Quando il signore finalmente mi ha chiesto la mia opinione, ho cercato di smontare le sue convinzioni ma non ci sono riuscito. Secondo gli psicologi, circa il 70-80% delle nostre convinzioni sono negative. Lo sappiamo bene, siamo esseri molti pigri, difficilmente tendiamo a metterci in discussione a ripensare ai nostri pregiudizi. Così io e Luca, abbiamo deciso di pagare e salutare cordialmente il signore. Sarebbe stato inutile proseguire il discorso dall’altra parte non c’era alcuna predisposizione o interesse ad ascoltare.

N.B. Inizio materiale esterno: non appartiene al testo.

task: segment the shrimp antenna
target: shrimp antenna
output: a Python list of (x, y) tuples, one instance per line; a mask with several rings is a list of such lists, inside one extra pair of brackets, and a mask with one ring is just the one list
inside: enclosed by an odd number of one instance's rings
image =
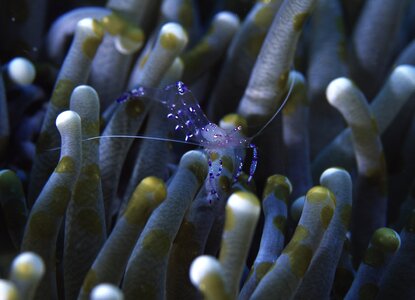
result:
[(87, 138), (84, 141), (92, 141), (97, 139), (105, 139), (105, 138), (128, 138), (128, 139), (146, 139), (146, 140), (153, 140), (153, 141), (162, 141), (162, 142), (174, 142), (174, 143), (181, 143), (181, 144), (187, 144), (187, 145), (194, 145), (194, 146), (200, 146), (200, 144), (189, 142), (189, 141), (181, 141), (176, 139), (169, 139), (169, 138), (163, 138), (163, 137), (155, 137), (155, 136), (147, 136), (147, 135), (122, 135), (122, 134), (114, 134), (114, 135), (100, 135), (100, 136), (94, 136)]
[[(290, 72), (290, 74), (291, 74), (291, 72)], [(292, 80), (291, 80), (291, 83), (290, 83), (290, 87), (288, 88), (287, 96), (285, 96), (284, 101), (282, 102), (282, 104), (280, 105), (278, 110), (272, 115), (272, 117), (268, 120), (268, 122), (265, 123), (257, 133), (255, 133), (253, 136), (249, 137), (249, 139), (252, 140), (252, 139), (256, 138), (258, 135), (260, 135), (264, 131), (264, 129), (267, 128), (267, 126), (275, 119), (275, 117), (284, 108), (284, 106), (287, 103), (288, 99), (290, 98), (291, 92), (293, 91), (293, 88), (294, 88), (295, 76), (291, 76), (291, 78), (292, 78)]]
[[(146, 140), (153, 140), (153, 141), (174, 142), (174, 143), (181, 143), (181, 144), (187, 144), (187, 145), (193, 145), (193, 146), (200, 146), (200, 144), (189, 142), (189, 141), (181, 141), (181, 140), (176, 140), (176, 139), (146, 136), (146, 135), (122, 135), (122, 134), (93, 136), (93, 137), (82, 140), (82, 142), (93, 141), (93, 140), (98, 140), (98, 139), (106, 139), (106, 138), (108, 139), (113, 139), (113, 138), (146, 139)], [(46, 151), (56, 151), (60, 149), (61, 147), (55, 147), (55, 148), (47, 149)]]

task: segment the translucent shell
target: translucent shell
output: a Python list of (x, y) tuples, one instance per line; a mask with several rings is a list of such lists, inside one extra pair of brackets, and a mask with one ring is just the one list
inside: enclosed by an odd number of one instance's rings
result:
[(164, 89), (137, 87), (124, 93), (117, 101), (124, 102), (138, 97), (146, 97), (164, 104), (167, 118), (175, 121), (175, 130), (184, 133), (184, 141), (198, 144), (208, 149), (245, 148), (250, 139), (244, 137), (241, 127), (225, 130), (211, 123), (193, 93), (178, 81)]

Ma a te voglio dire come la penso: Cosa facciamo per dare una sterzata a questo mondo? Ci lamentiamo degli immigrati, puntiamo il dito contro il diverso. Siamo tutti bravi a giudicare i comportamenti degli altri. Allo stesso tempo mi chiedo, siamo capaci di chiederci: Cosa facciamo di così diverso, per aggiungere valore a questo mondo?

Se il parco sotto casa, la scuola dei nostri figli, il posto in cui viviamo è lo specchio di noi stessi non serve a niente lamentarsi.

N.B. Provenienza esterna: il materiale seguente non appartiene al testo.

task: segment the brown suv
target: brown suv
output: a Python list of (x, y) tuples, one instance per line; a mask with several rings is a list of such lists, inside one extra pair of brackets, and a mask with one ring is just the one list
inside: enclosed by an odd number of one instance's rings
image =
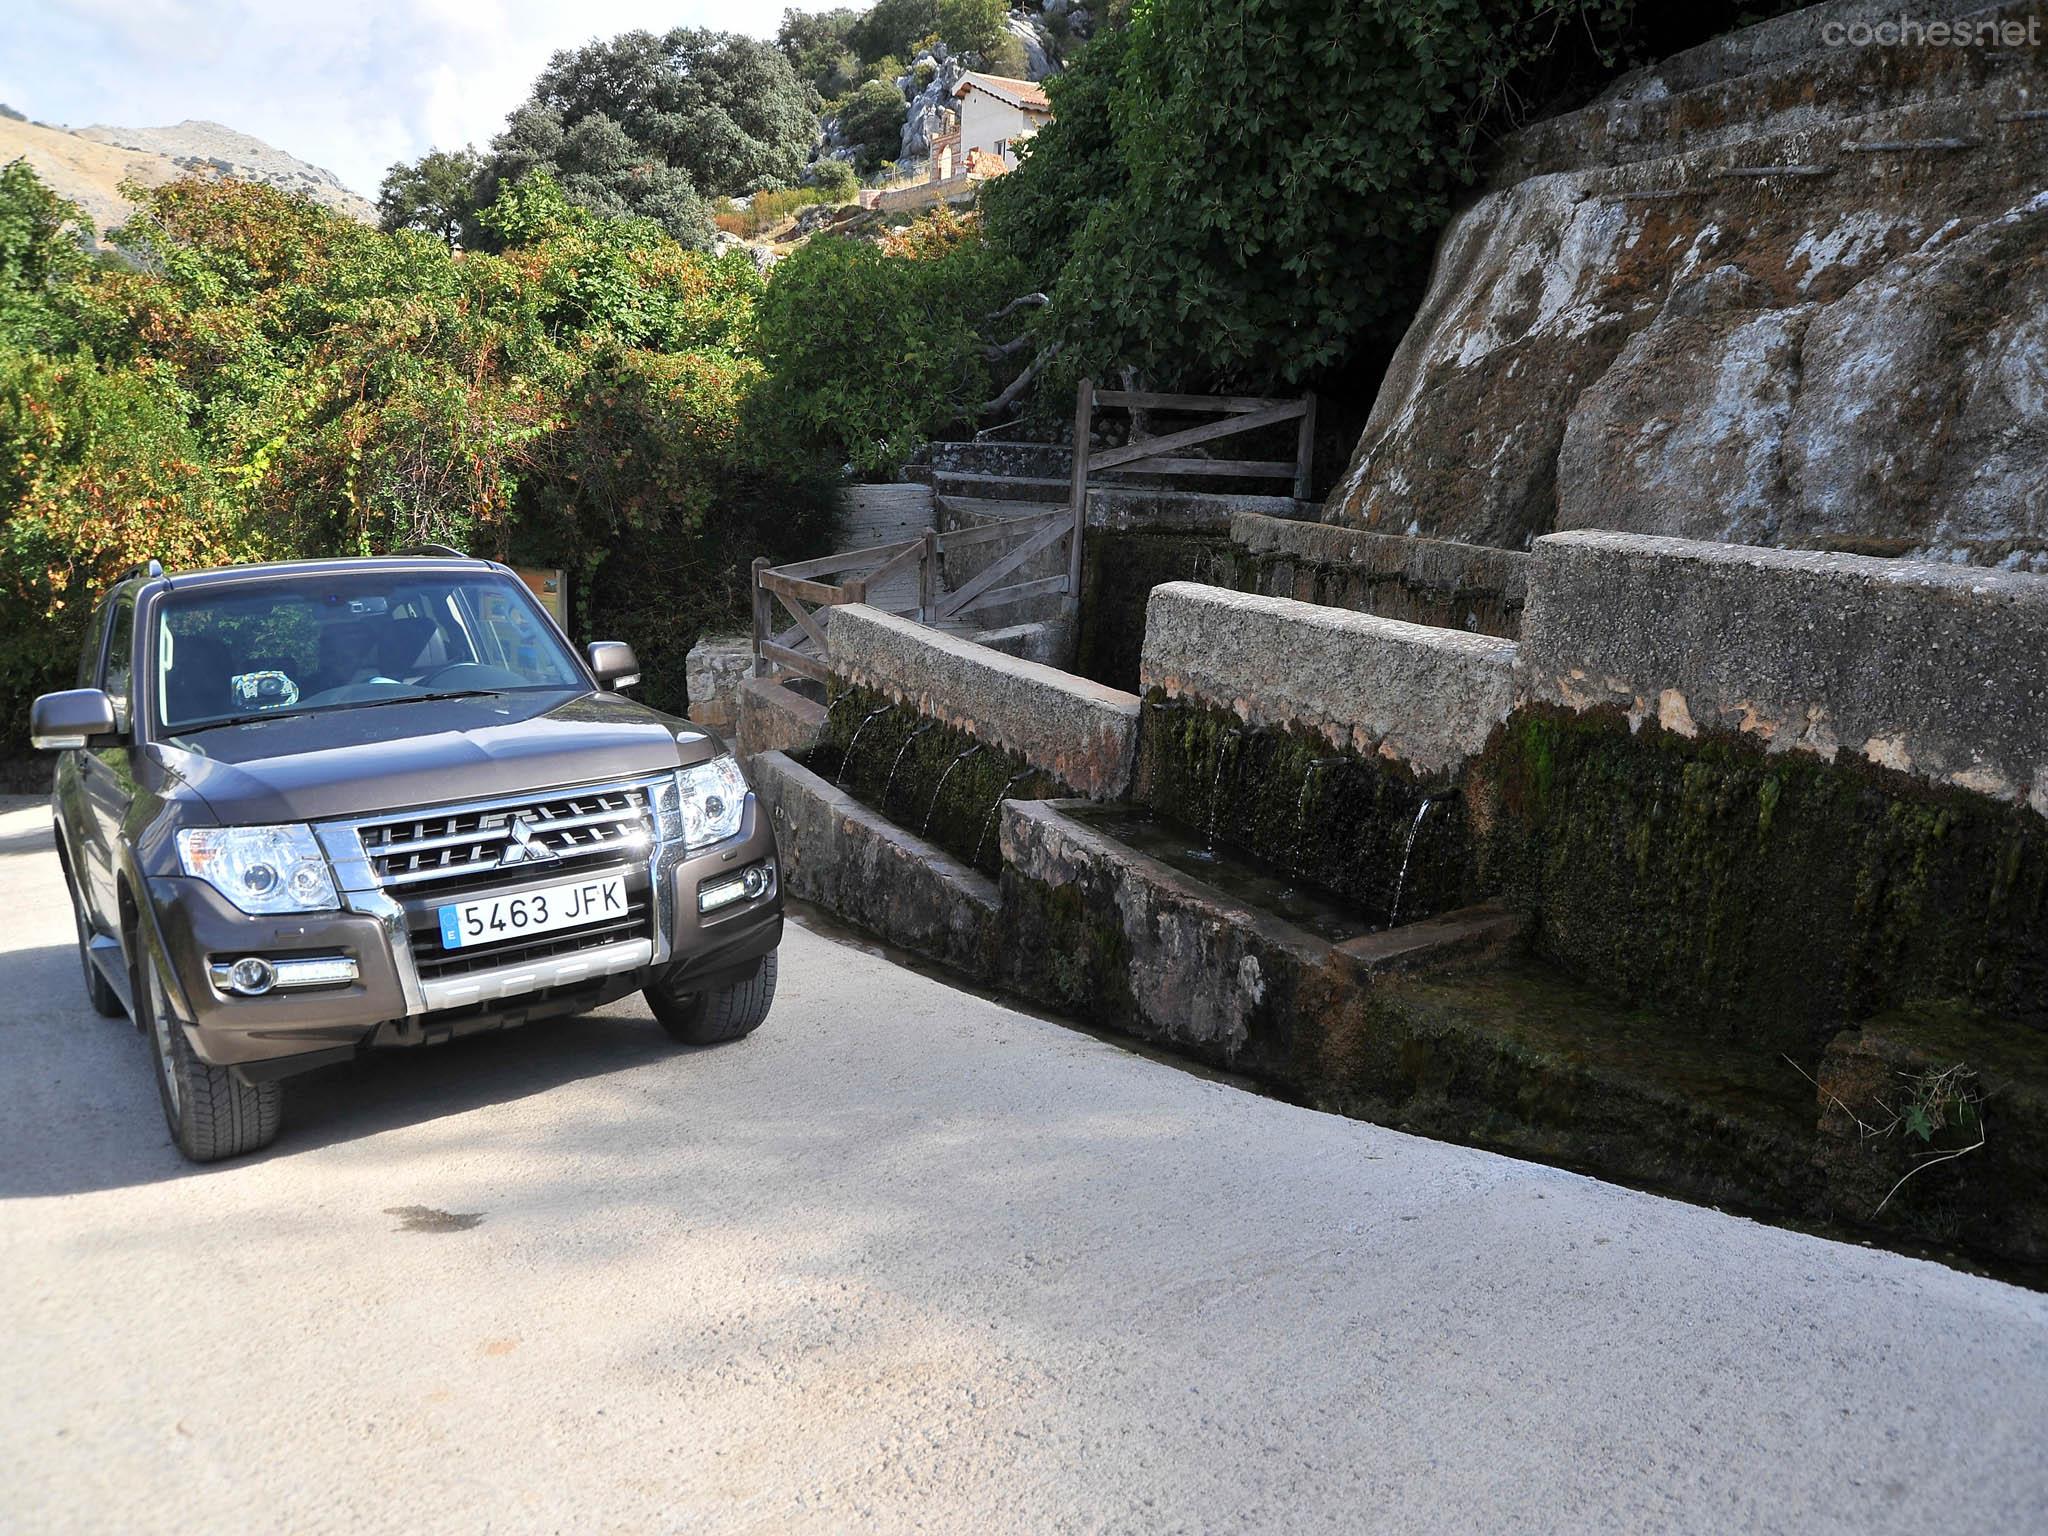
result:
[(166, 576), (93, 622), (57, 852), (85, 985), (147, 1038), (188, 1157), (278, 1128), (280, 1080), (645, 990), (678, 1040), (775, 996), (775, 844), (723, 743), (623, 697), (505, 567)]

È vero, il sistema non ci aiuta, la politica men che meno, in fondo loro ci vogliono impauriti e spaventati. A pensarci bene anche il signore del bar, è solo bloccato e terrorizzato da ciò che non conosce o non cerca di conoscere.

Con ciò cosa voglio dire? Vuoi essere felice, allora comincia da te, anche se il contesto che hai attorno è pessimo, sporco e marcio. Inizia da te, inizia con il fare semplici cose, come ad esempio: raccogliere la cartaccia sotto casa tua invece di prenderla a pestate, sorridi di più e cerca di entrare in contatto con ciò che ti spaventa. In che modo? Fai la carità, impegnati nel volontariato, studia e conosci da vicino chi viaggia da una Paese lontano alla ricerca di futuro migliore prima di giudicarlo senza sapere niente di Lui.